For schizophrenia, as with any potentially disabling illness, comprehensive care involves a combination of pharmacological treatments, the provision of ongoing support, valid information, and treatment or rehabilitative strategies. This review divides non-pharmacological interventions into three treatment strategies: (1) those that seek primarily to support or educate; (2) those that provide specific skills training; and (3) those that are problem or symptom focused.

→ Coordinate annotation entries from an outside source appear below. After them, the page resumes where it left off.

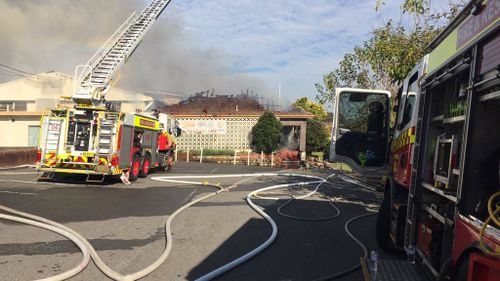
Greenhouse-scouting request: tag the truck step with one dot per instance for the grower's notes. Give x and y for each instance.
(393, 270)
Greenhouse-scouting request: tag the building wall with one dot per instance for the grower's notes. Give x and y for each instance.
(39, 93)
(237, 135)
(15, 130)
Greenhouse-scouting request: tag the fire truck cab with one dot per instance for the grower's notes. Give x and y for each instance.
(441, 199)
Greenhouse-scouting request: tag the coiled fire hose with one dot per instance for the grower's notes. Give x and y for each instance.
(83, 248)
(493, 217)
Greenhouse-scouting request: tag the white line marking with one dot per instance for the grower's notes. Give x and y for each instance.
(20, 193)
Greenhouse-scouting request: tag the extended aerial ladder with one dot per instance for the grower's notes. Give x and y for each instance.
(92, 80)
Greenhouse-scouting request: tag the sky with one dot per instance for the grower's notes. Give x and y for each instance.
(196, 45)
(292, 43)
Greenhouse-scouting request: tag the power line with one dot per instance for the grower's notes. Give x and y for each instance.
(16, 69)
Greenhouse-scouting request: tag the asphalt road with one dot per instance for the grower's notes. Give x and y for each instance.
(125, 224)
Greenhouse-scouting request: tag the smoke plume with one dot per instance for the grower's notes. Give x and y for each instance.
(38, 36)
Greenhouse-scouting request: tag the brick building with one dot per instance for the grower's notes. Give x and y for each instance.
(225, 122)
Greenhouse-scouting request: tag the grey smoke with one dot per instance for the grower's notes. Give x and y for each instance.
(38, 36)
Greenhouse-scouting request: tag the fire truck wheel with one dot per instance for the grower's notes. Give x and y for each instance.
(146, 163)
(166, 164)
(383, 226)
(462, 270)
(135, 168)
(444, 275)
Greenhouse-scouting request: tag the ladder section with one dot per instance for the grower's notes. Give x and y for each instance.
(411, 209)
(98, 71)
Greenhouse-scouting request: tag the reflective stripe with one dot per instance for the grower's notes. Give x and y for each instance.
(405, 138)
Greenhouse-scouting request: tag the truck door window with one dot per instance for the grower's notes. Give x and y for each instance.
(82, 139)
(70, 140)
(362, 123)
(411, 96)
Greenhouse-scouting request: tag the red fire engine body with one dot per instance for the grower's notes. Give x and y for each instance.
(444, 164)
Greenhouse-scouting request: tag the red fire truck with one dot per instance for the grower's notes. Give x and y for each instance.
(101, 143)
(441, 199)
(93, 139)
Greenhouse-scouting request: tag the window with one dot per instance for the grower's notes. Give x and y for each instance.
(13, 105)
(33, 133)
(362, 113)
(411, 96)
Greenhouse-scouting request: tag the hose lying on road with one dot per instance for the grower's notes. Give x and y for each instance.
(87, 248)
(17, 167)
(81, 244)
(319, 181)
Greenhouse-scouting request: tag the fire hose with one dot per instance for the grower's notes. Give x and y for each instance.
(493, 217)
(88, 250)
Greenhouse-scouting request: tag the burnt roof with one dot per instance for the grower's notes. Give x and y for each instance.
(224, 105)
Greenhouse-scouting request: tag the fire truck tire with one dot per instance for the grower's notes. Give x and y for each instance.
(146, 164)
(462, 271)
(383, 225)
(165, 166)
(444, 275)
(135, 168)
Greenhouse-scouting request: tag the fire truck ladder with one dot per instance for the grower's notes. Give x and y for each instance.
(92, 79)
(411, 208)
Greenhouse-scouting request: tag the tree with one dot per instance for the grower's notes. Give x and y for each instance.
(317, 137)
(384, 60)
(317, 110)
(266, 133)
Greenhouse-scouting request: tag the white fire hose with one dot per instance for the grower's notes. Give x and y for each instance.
(87, 249)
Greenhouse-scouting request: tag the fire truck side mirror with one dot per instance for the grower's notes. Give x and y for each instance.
(178, 132)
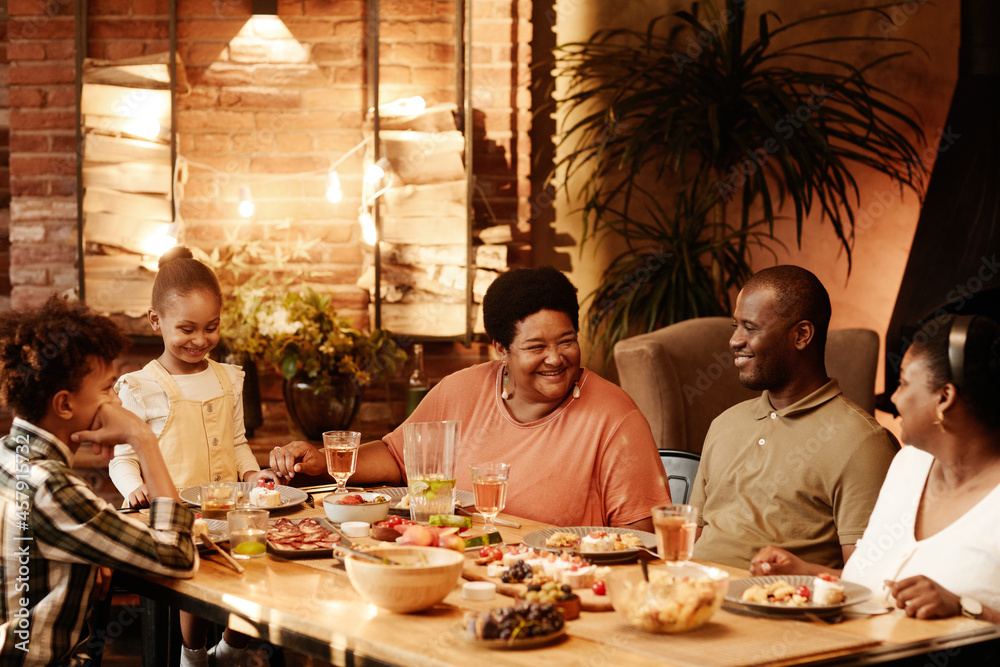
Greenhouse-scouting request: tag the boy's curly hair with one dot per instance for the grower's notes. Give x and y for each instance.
(46, 350)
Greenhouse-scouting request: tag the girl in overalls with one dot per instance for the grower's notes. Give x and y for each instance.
(195, 407)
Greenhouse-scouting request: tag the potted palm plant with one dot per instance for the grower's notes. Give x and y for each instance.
(688, 138)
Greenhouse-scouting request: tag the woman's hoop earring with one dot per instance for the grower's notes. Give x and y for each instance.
(505, 386)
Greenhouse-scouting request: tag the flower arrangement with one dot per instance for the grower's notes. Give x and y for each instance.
(304, 336)
(296, 329)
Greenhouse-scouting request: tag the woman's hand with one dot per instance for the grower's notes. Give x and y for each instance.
(251, 476)
(775, 560)
(138, 498)
(921, 597)
(297, 456)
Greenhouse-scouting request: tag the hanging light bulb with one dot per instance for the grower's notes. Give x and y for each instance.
(246, 202)
(333, 191)
(375, 173)
(368, 232)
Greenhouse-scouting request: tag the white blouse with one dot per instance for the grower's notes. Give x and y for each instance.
(964, 557)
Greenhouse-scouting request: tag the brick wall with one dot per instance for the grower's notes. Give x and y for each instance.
(4, 168)
(43, 227)
(268, 100)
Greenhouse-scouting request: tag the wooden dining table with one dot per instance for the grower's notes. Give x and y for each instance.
(309, 605)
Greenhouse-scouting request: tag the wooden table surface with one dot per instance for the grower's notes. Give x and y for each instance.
(309, 605)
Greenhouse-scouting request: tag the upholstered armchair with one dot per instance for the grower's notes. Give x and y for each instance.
(682, 376)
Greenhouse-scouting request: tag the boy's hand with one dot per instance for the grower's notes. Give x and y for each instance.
(138, 498)
(114, 425)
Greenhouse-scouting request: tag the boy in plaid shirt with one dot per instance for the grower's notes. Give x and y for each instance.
(57, 538)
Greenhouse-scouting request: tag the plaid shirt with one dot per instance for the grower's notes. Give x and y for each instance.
(54, 534)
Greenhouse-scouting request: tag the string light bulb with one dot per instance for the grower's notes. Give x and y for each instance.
(246, 202)
(334, 193)
(368, 232)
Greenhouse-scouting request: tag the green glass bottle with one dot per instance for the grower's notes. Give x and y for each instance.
(418, 385)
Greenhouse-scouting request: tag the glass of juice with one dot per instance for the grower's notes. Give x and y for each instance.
(489, 485)
(217, 499)
(429, 451)
(247, 533)
(675, 527)
(341, 449)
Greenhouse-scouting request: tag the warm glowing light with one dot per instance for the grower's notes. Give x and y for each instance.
(333, 191)
(368, 232)
(147, 128)
(376, 172)
(246, 202)
(407, 106)
(158, 243)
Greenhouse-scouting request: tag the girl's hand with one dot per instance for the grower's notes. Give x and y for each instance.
(138, 498)
(921, 597)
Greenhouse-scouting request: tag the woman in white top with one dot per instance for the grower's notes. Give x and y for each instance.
(932, 544)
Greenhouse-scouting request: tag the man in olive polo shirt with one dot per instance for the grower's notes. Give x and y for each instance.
(801, 466)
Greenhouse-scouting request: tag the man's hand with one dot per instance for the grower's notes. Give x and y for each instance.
(775, 560)
(921, 597)
(139, 497)
(297, 456)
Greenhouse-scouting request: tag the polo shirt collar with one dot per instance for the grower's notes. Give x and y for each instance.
(44, 444)
(827, 392)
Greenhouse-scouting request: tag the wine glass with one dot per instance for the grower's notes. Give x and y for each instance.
(489, 486)
(341, 449)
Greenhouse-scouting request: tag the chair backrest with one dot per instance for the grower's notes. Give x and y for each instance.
(682, 376)
(681, 468)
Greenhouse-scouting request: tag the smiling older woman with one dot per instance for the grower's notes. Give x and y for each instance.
(931, 544)
(581, 453)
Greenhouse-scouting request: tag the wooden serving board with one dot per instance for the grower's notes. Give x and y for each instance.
(588, 600)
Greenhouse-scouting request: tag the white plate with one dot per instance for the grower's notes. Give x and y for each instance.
(537, 540)
(855, 593)
(290, 497)
(396, 494)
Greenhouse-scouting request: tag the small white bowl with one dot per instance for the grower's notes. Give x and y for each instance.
(369, 512)
(355, 528)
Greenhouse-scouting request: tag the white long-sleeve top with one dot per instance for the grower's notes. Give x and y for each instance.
(152, 406)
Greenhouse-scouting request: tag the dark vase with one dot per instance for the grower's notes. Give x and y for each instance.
(329, 408)
(253, 415)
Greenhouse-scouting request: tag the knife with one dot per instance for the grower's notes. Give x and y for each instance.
(499, 522)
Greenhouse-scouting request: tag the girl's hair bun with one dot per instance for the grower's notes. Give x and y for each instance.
(177, 252)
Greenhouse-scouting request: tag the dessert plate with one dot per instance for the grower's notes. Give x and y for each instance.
(537, 540)
(290, 497)
(854, 593)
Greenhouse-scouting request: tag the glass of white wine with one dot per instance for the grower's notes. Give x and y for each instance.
(489, 486)
(341, 449)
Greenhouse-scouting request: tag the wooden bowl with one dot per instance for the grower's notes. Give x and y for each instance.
(426, 577)
(369, 512)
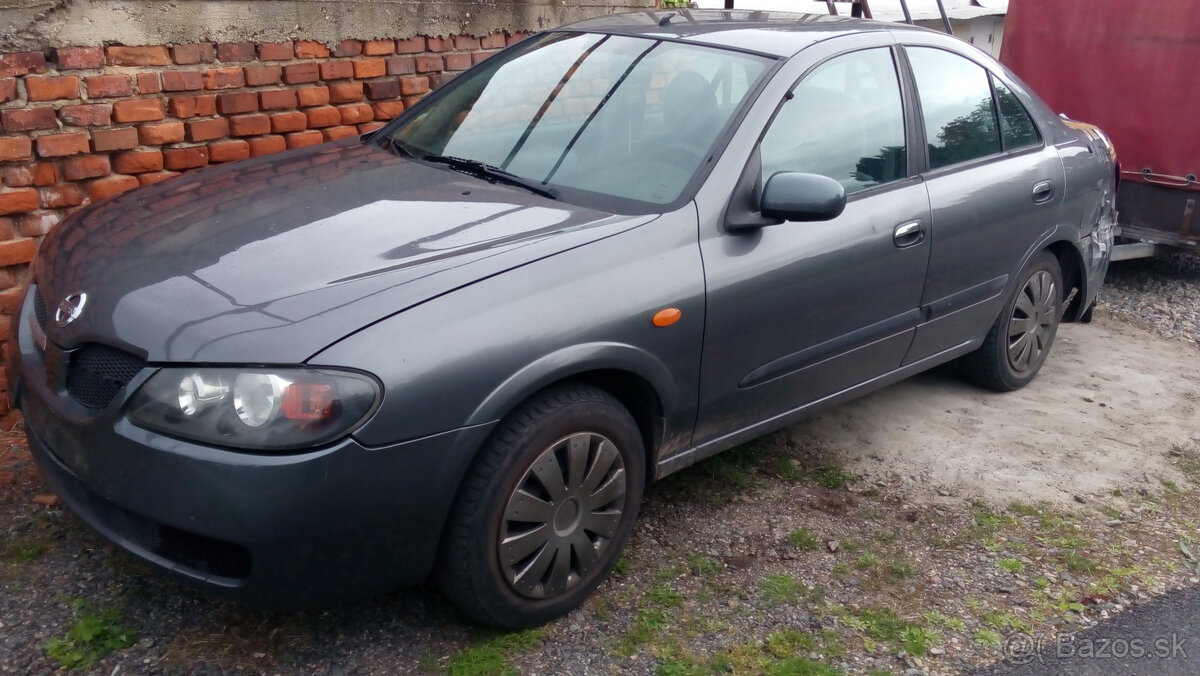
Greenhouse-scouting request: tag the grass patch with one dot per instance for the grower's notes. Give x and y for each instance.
(1011, 564)
(91, 636)
(778, 590)
(803, 539)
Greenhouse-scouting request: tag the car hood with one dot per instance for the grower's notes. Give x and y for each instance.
(270, 261)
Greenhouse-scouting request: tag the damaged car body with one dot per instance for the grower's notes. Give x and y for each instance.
(465, 344)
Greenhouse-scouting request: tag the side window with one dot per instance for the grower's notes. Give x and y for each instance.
(1015, 125)
(845, 121)
(955, 99)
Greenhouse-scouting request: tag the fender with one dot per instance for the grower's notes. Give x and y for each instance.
(573, 360)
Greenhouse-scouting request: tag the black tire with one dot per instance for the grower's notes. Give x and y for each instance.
(499, 582)
(1019, 341)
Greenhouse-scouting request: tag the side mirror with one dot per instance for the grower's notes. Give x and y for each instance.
(793, 196)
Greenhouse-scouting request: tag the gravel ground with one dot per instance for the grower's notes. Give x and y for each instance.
(769, 558)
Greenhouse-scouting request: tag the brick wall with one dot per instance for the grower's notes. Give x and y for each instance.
(82, 124)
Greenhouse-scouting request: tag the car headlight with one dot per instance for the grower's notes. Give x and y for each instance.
(255, 408)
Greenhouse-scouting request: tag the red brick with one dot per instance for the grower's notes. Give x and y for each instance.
(178, 159)
(277, 99)
(299, 73)
(17, 251)
(149, 83)
(79, 58)
(228, 150)
(37, 223)
(276, 51)
(457, 61)
(251, 125)
(155, 55)
(28, 119)
(334, 133)
(466, 42)
(234, 103)
(207, 130)
(412, 87)
(370, 69)
(345, 91)
(183, 81)
(45, 173)
(63, 144)
(323, 117)
(427, 64)
(378, 47)
(137, 161)
(336, 70)
(411, 46)
(235, 52)
(192, 54)
(267, 144)
(15, 148)
(161, 132)
(303, 138)
(114, 139)
(223, 78)
(22, 64)
(258, 76)
(18, 175)
(96, 115)
(102, 189)
(138, 111)
(85, 167)
(348, 48)
(309, 49)
(292, 120)
(383, 89)
(438, 43)
(312, 96)
(401, 66)
(388, 109)
(155, 177)
(17, 202)
(355, 113)
(106, 87)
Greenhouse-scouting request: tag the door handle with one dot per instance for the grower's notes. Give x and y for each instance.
(909, 234)
(1043, 192)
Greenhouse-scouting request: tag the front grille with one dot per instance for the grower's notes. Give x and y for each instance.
(40, 309)
(99, 371)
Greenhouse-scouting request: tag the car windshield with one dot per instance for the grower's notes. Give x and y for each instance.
(612, 121)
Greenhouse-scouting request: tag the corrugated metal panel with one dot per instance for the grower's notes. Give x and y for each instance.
(1128, 67)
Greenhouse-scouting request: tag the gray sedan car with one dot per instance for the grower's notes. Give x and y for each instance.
(465, 344)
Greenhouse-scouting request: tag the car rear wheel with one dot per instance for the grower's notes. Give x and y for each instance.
(1019, 341)
(545, 509)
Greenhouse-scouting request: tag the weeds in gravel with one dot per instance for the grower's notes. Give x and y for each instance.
(492, 653)
(93, 635)
(778, 590)
(803, 539)
(1011, 564)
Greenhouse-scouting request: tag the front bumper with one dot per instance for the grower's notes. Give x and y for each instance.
(274, 531)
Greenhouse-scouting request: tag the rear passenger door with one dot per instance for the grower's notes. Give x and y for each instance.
(995, 186)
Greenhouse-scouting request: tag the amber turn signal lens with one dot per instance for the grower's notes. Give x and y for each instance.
(666, 317)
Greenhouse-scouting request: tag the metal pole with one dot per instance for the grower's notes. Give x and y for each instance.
(946, 21)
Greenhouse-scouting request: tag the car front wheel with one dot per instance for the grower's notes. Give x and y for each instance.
(545, 510)
(1019, 341)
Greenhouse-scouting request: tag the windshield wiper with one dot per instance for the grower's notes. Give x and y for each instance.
(489, 172)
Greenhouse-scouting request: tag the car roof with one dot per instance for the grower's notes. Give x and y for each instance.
(778, 34)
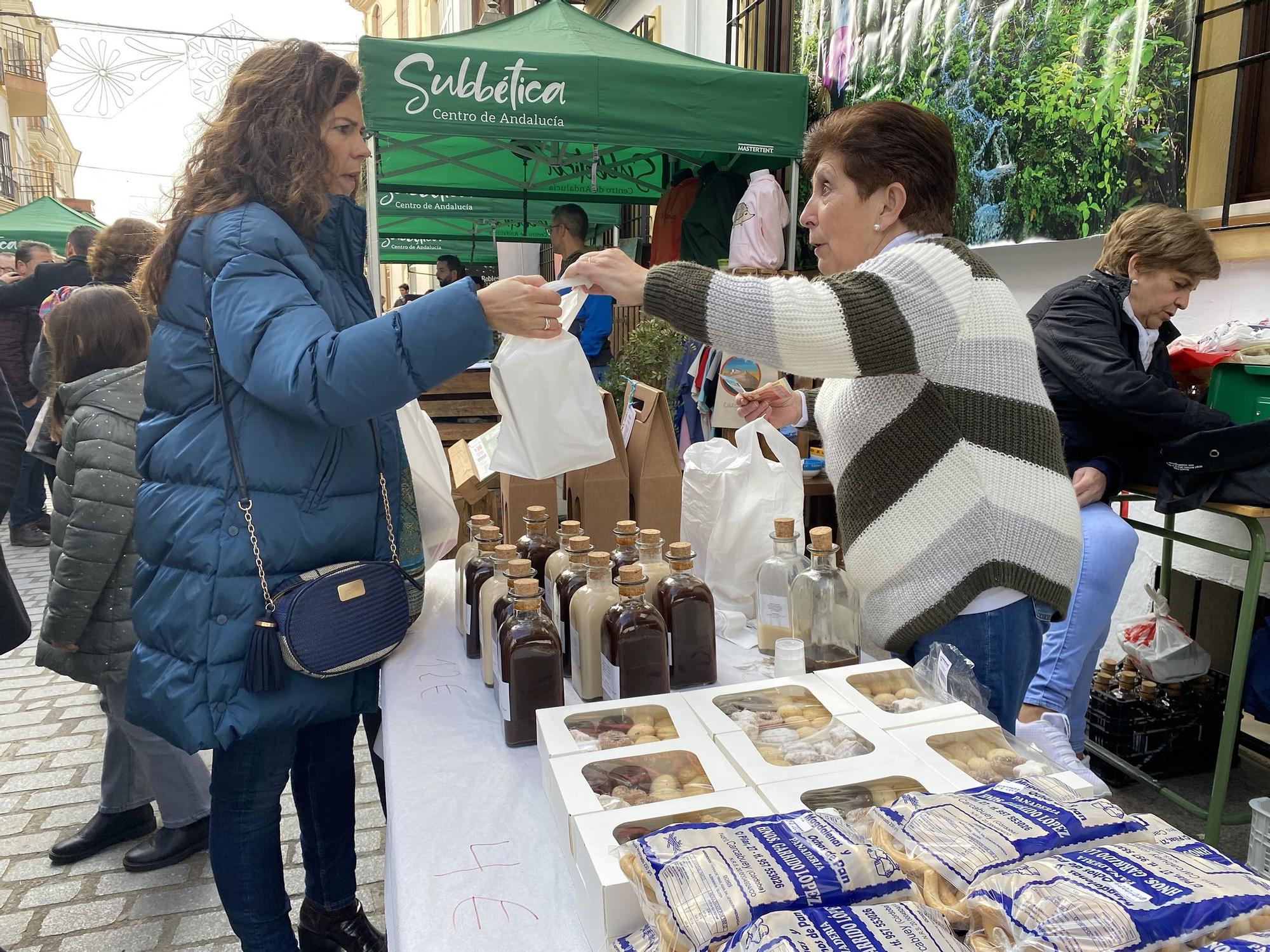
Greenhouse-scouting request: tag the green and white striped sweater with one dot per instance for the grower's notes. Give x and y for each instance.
(940, 441)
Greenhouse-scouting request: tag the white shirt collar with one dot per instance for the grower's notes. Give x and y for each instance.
(1146, 338)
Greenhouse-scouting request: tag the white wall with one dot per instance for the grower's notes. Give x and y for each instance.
(1241, 294)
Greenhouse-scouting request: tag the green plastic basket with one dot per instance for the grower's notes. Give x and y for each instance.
(1241, 392)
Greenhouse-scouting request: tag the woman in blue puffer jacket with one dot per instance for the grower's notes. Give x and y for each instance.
(266, 242)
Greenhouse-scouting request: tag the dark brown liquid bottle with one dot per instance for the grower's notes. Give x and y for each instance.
(537, 544)
(529, 675)
(627, 553)
(568, 583)
(633, 643)
(688, 607)
(516, 569)
(479, 571)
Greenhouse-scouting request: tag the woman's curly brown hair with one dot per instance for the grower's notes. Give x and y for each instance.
(121, 247)
(265, 145)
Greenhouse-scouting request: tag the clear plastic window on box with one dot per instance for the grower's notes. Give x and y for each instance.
(623, 727)
(789, 727)
(647, 779)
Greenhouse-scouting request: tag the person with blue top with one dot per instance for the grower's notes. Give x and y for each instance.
(595, 321)
(265, 249)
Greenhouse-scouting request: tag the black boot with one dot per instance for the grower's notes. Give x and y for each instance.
(346, 931)
(104, 831)
(171, 845)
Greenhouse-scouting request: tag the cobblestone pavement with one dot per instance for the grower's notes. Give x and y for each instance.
(51, 741)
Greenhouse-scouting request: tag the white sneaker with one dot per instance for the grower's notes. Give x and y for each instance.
(1052, 736)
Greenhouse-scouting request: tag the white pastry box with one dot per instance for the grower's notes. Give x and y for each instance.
(623, 774)
(578, 728)
(598, 838)
(958, 746)
(879, 784)
(763, 696)
(863, 684)
(853, 742)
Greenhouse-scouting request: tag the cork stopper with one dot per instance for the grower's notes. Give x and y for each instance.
(822, 539)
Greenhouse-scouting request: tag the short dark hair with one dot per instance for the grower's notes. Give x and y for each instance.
(30, 249)
(573, 218)
(883, 143)
(82, 239)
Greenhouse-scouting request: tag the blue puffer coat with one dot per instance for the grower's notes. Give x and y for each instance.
(307, 366)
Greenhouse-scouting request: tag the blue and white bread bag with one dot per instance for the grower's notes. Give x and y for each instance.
(947, 842)
(698, 884)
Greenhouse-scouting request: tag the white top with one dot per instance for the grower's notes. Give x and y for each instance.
(1146, 338)
(759, 225)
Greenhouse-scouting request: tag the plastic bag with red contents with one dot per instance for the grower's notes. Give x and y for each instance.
(1161, 648)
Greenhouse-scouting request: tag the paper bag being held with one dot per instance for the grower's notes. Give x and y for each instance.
(553, 416)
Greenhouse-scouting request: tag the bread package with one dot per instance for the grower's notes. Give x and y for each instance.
(1117, 898)
(698, 884)
(946, 842)
(896, 927)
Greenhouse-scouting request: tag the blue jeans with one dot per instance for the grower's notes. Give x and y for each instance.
(29, 498)
(248, 781)
(1071, 651)
(1005, 647)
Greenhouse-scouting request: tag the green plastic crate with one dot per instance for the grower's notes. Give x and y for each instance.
(1241, 392)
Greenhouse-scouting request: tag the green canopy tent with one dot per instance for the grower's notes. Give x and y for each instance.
(404, 214)
(44, 220)
(553, 105)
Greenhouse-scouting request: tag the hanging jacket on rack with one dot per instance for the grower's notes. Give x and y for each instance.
(707, 234)
(669, 221)
(759, 225)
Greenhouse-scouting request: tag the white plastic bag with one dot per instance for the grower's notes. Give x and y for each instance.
(553, 413)
(430, 474)
(731, 497)
(1161, 648)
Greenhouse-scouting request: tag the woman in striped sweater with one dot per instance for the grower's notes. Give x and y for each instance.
(956, 512)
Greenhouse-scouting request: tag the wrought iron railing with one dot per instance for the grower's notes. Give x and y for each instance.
(23, 53)
(760, 35)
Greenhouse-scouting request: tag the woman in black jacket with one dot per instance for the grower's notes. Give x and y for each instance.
(1103, 343)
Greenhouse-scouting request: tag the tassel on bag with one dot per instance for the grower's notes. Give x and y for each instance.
(265, 668)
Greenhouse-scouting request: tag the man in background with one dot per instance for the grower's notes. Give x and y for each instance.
(595, 322)
(450, 270)
(20, 334)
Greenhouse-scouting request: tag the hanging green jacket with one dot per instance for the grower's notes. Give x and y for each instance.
(87, 633)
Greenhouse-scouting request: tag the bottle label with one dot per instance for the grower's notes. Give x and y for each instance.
(610, 680)
(774, 611)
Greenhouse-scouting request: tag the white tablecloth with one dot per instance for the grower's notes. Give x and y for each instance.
(473, 859)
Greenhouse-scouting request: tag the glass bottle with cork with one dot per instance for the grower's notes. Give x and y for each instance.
(775, 577)
(479, 571)
(656, 568)
(633, 643)
(493, 590)
(688, 607)
(625, 553)
(462, 558)
(824, 609)
(529, 672)
(587, 611)
(516, 569)
(537, 545)
(557, 563)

Most of the information contained in this bulletin has been extracted from Cochrane reviews. These reviews have been acknowledged in the recent National Service Framework for Mental Health as important sources of information for clinical decision making.4

As with the preceding bulletin on drug treatments,2 efforts have been made to present clinically meaningful data. For a more detailed discussion of each area the reader is referred to the original reviews which are regularly updated in the Cochrane Library.5 Unless stated otherwise, patients in the studies of non-pharmacological interventions are also being prescribed medication. Most of the trial participants were adults and no studies focused specifically on the care of adolescents or the elderly.


Patients with schizophrenia and their carers should expect support and have a right to be well informed about the illness.6 Supportive educational packages aim to provide structure to what may otherwise be a haphazard process and can be implemented by any trained person.7 Support involves helping everyone to come to terms with a potentially stigmatising and disabling major mental illness, and …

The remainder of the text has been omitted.